1.1 Raw Experimental Water
1.2 Experimental Equipment and Methods
1.2.1 Experimental Equipment
The experimental equipment is shown in Figure 1. A rectangular organic glass electrolytic reactor was used, with dimensions (length × width × height) of 10 cm × 7 cm × 12 cm, and the volume of water sample used in each experiment was 500 mL. The anode material was aluminum electrode or Dimensionally Stable Anode (DSA) electrode, and the cathode material was 316-grade stainless steel or carbon fiber plate. The electrodes were completely immersed in water, with an effective surface area of 84 cm² and dimensions (length × width × thickness) of 7 cm × 6 cm × 0.1 cm, and the distance between the plates was 2 cm. Before the experiment, the electrodes were first polished with sandpaper, then cleaned with 1 mol/L HCl solution for 10 minutes, rinsed with deionized water, and finally dried for use. The electrodes were directly connected to a regulated DC power supply. During the reaction, a magnetic stirrer was used for stirring at a speed of 100 r/min. An oxygen-source ozone generator was used to produce ozone, and the ozone flow rate was controlled by a gas flowmeter.

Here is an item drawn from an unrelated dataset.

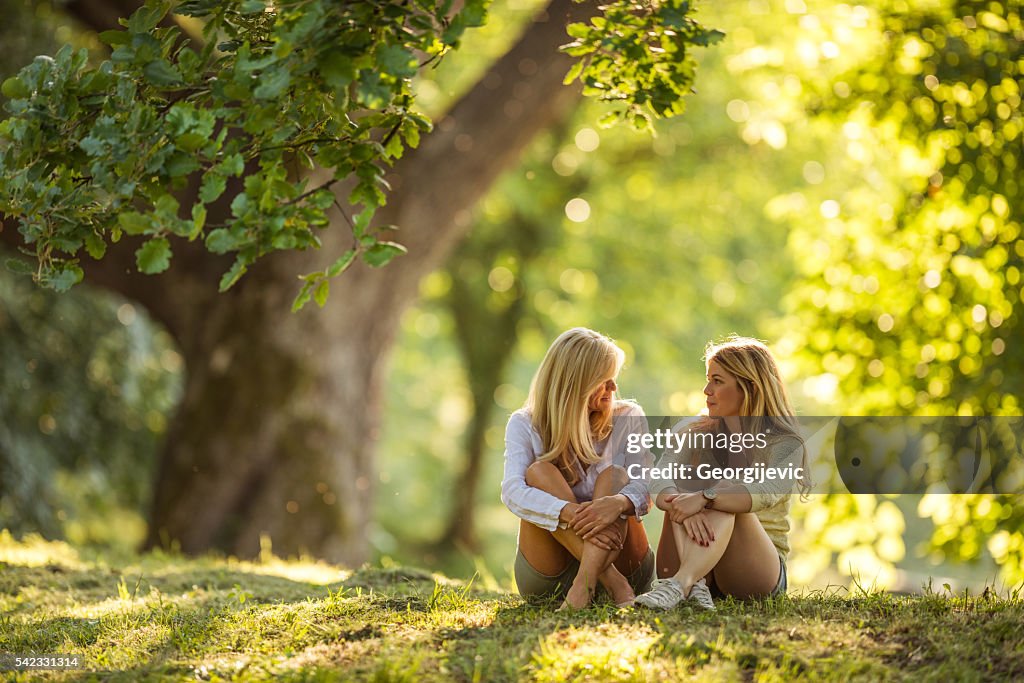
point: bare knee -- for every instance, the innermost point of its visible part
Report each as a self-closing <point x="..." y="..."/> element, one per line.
<point x="544" y="475"/>
<point x="611" y="480"/>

1.2.2 Experimental Methods
Take 500 mL of the experimental water sample, add an appropriate amount of electrolyte Na₂SO₄ to the water sample according to the current density, and stir thoroughly with a magnetic stirrer to completely dissolve Na₂SO₄. Before the experiment, set the current density (5, 10, 15, 20 mA/cm²) and ozone flow rate (100, 200, 300, 400 mL/min). Connect the electrodes to a DC power supply. In the coupled system, connect the ozone generator to an aeration head, and turn on the ozone generator and DC power supply simultaneously. At this point, the EC and O₃ oxidation reactions occur simultaneously, with a reaction time of 1 hour. In the non-coupled system, the EC stage has a reaction time of 1 hour, and the subsequent stage has a reaction time of 1 hour, with a total reaction time of 2 hours. After the reaction, let it stand for sedimentation for 30 minutes, then take samples to determine Chemical Oxygen Demand (COD), turbidity, Linear Alkylbenzene Sulfonate (LAS), etc. For kinetic analysis, samples were taken every 10 minutes.
1.3 Analysis Items and Methods
COD: Rapid digestion spectrophotometry.
Turbidity: Portable turbidimeter.
LAS: Methylene blue spectrophotometry. Before determination, filter the water sample with medium-speed qualitative filter paper first.
Microplastics: Refer to the method of Tian et al. Collect three batches of drainage during household laundry (washing wastewater, first rinsing wastewater, second rinsing wastewater), mix and stir evenly, take 500 mL of the water sample, and filter it with a 0.7 μm glass fiber filter membrane. Then place the filter membrane in an evaporating dish, wrap it with aluminum foil, pierce several small holes on the surface of the aluminum foil with a needle, dry it in an oven at 60 °C for 1 hour, and then observe and count under a microscope.